A LESSON IN AVOIDANCE BY AN EXPERT
It’s there, always in my periphery, that thing I must address, I should look at, and need to act on. Beastly, it stands over my shoulder like a menacing shadow or an unskilled stalker with a space deficiency.
It knows my every thought, mood, and mode of distraction and will wait me out and dodge any direct hit, only to gather and hover over me again.
There are a few ways to spot it. It usually comes with an overwhelming sense of urgency. Unimportant things are suddenly uber important like straightening those slightly askew picture frames on the wall morphs into home décor CPR.
Little curiosities transform into earthshattering puzzles to solve, like “What happened to Amelia Earhart, really? I’m going to figure it out, TODAY!” and “Why is her name pronounced air-hart but spelled ear-hart? I’ll figure that out too!”

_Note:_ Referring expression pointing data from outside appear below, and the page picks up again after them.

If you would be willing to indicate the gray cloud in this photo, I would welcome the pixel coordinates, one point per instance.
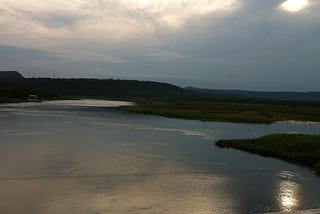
(245, 44)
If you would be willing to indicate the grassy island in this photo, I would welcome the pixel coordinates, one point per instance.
(228, 111)
(303, 150)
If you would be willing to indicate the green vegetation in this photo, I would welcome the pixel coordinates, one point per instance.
(300, 149)
(228, 111)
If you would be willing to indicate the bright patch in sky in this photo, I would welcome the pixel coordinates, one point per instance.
(294, 5)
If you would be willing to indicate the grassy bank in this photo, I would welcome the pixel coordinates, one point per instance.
(303, 150)
(227, 111)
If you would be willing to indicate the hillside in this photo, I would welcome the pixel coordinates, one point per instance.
(257, 95)
(50, 88)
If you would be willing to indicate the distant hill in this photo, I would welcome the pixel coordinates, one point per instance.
(46, 87)
(257, 95)
(10, 75)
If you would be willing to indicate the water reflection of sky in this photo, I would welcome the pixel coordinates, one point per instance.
(288, 192)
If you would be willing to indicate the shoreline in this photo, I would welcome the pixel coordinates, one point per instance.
(299, 149)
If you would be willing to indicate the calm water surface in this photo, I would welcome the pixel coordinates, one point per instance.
(83, 157)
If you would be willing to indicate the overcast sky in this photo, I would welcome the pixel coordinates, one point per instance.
(225, 44)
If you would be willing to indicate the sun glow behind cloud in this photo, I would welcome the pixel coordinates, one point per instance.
(294, 5)
(98, 20)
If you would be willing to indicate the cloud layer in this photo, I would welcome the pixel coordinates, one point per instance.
(244, 44)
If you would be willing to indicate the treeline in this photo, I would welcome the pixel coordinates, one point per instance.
(112, 89)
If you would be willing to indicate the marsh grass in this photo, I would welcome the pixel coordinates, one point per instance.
(303, 150)
(228, 111)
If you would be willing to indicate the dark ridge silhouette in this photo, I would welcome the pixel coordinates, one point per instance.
(10, 75)
(125, 89)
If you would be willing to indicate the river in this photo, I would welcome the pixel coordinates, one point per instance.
(85, 156)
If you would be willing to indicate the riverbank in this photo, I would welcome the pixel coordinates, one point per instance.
(228, 111)
(303, 150)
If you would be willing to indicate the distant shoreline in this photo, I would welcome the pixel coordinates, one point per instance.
(300, 149)
(228, 111)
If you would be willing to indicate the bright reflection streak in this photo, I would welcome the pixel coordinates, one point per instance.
(288, 195)
(294, 5)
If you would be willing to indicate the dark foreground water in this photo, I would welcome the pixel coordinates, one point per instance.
(80, 157)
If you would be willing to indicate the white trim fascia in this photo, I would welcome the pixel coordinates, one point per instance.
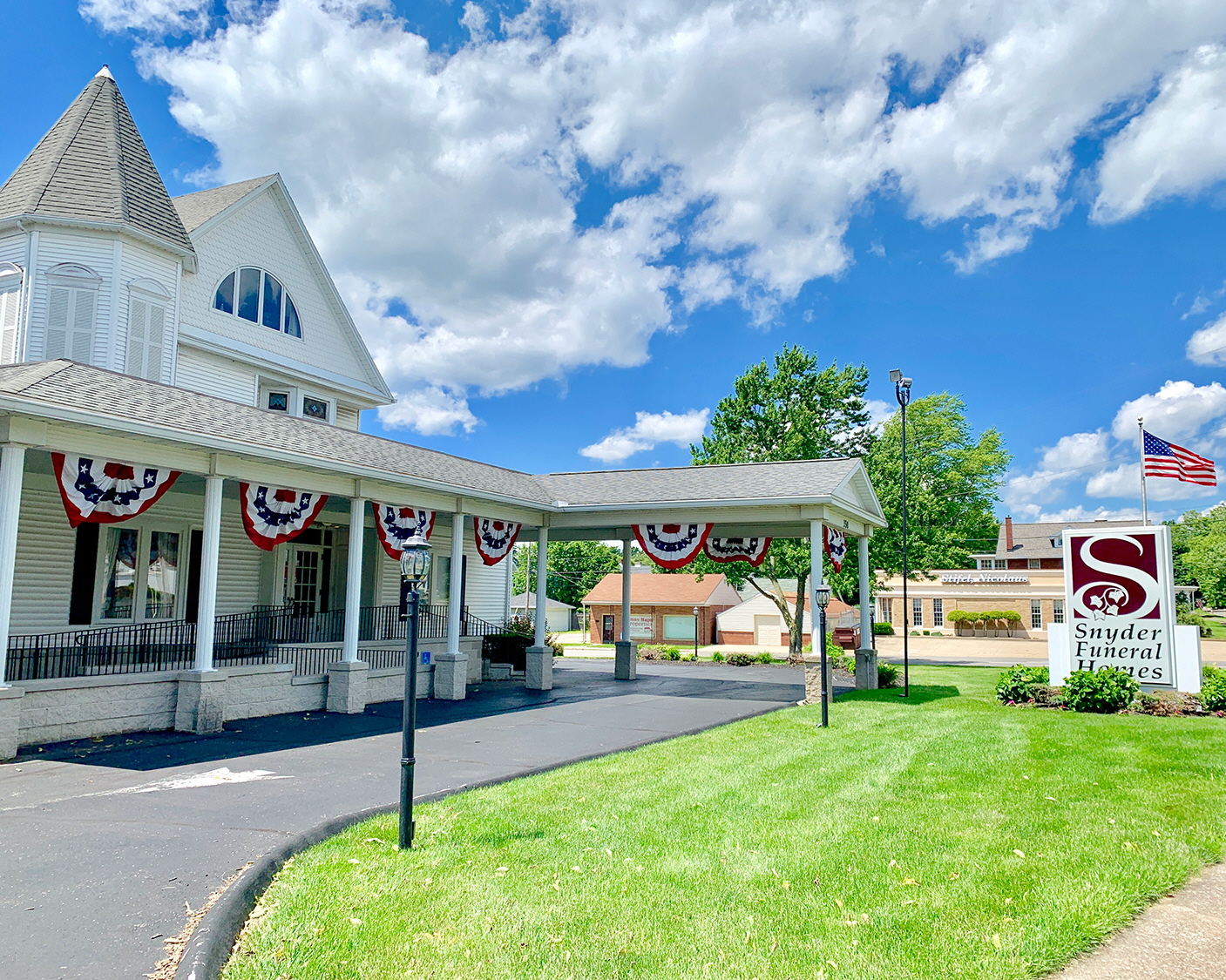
(216, 343)
(324, 278)
(109, 228)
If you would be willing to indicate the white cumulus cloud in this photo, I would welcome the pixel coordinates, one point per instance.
(647, 431)
(445, 187)
(1208, 344)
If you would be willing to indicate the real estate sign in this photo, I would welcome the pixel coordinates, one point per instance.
(1121, 602)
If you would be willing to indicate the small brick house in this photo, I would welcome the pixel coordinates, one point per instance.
(661, 608)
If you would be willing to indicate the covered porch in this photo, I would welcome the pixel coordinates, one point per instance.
(174, 618)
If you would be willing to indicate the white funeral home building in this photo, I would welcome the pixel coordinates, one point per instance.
(194, 530)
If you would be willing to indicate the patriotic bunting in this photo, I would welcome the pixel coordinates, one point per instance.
(102, 491)
(737, 549)
(274, 515)
(494, 538)
(395, 525)
(837, 545)
(672, 545)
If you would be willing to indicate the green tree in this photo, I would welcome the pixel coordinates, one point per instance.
(952, 479)
(572, 569)
(789, 408)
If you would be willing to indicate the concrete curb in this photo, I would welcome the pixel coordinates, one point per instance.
(208, 949)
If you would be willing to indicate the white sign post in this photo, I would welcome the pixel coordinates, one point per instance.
(1120, 596)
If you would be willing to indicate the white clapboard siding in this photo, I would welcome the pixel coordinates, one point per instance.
(210, 374)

Today’s mode of distraction started with an email about a potential job opportunity I don’t feel qualified for. Immediately, I overwhelmed myself by reviewing the subject, feverishly taking notes, and then sprinted to the kitchen for an early lunch (is 10:30 am lunch? A second breakfast?). I finished that task, rinsed my dish, unloaded the dishwasher, reloaded it, and completed a floor-to-ceiling deep kitchen cleaning. See the avoidance rabbit hole?

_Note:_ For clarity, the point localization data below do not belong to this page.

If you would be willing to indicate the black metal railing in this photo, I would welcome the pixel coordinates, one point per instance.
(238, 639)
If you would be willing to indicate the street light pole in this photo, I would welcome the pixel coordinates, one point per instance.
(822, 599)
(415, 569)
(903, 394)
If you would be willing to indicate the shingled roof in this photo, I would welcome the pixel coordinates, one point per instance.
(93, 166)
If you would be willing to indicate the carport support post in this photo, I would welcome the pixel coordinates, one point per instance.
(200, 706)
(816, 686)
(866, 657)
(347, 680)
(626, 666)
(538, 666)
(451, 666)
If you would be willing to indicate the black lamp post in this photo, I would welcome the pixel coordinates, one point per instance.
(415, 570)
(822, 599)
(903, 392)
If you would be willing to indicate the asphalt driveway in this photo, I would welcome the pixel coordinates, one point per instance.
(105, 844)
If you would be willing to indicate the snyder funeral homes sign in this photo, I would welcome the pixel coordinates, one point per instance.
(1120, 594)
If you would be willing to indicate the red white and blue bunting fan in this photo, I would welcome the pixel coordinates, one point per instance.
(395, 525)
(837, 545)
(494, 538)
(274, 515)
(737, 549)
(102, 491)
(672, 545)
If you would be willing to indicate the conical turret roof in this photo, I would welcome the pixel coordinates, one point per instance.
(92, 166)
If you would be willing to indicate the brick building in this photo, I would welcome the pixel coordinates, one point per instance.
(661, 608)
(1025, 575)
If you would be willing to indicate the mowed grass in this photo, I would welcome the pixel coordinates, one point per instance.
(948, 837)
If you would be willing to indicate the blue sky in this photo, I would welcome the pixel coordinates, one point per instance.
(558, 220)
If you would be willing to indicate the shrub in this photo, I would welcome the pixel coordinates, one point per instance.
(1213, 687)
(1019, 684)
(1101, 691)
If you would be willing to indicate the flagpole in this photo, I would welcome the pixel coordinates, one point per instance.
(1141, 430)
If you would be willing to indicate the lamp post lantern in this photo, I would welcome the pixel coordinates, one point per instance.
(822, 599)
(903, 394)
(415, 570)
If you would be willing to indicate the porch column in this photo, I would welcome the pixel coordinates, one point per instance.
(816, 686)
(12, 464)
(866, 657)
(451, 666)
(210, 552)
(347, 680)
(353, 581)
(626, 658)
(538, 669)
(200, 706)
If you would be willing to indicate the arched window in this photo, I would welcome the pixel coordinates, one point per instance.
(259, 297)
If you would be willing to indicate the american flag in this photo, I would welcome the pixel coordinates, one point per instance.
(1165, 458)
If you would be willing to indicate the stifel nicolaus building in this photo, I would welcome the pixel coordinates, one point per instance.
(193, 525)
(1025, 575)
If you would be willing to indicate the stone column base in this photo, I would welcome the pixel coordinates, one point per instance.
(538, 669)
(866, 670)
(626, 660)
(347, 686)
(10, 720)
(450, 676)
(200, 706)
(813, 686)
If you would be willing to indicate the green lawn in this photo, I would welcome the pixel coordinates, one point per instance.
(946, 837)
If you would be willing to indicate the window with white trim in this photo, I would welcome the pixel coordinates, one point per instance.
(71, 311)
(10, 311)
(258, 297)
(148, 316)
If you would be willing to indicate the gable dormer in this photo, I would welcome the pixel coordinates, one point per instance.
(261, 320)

What am I avoiding exactly? Work. Writing. Learning. Becoming something more, something better? No.
I’m not afraid of hard work or the energy needed to complete one scene, act, or plot twist — I’m used to all that! My fear lies within my own passivity and inaction.

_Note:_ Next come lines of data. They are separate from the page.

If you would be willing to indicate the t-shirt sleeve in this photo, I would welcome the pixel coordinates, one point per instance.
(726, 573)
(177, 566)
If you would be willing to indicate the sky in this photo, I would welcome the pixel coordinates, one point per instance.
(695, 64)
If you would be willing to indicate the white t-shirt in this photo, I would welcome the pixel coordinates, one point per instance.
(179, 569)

Avoidance is an abyss that holds our most profound worry that what we’ve created, poured our heart and soul into, will not matter to anyone else, so what’s the point? We can’t always and only write for ourselves and our moms!
That small space of doing nothing holds two truths: we will succeed, or we will fail, but until we bring it out into the light and take it for a spin, we have no idea of the outcome. That’s scary as hell! So I choose avoidance over self-confidence.
After I ate a sandwich (of ham, cheese, and regret), did the dishes, and cleaned the kitchen to gleaming, that nasty thing returned whispering that must, should, and need mantra again. And suddenly, I realized how to enlighten that shadow best, slay that beast, and exorcise that doom demon!
I took a deep breath. I stopped thinking about all the steps. I picked up my pen and got to work.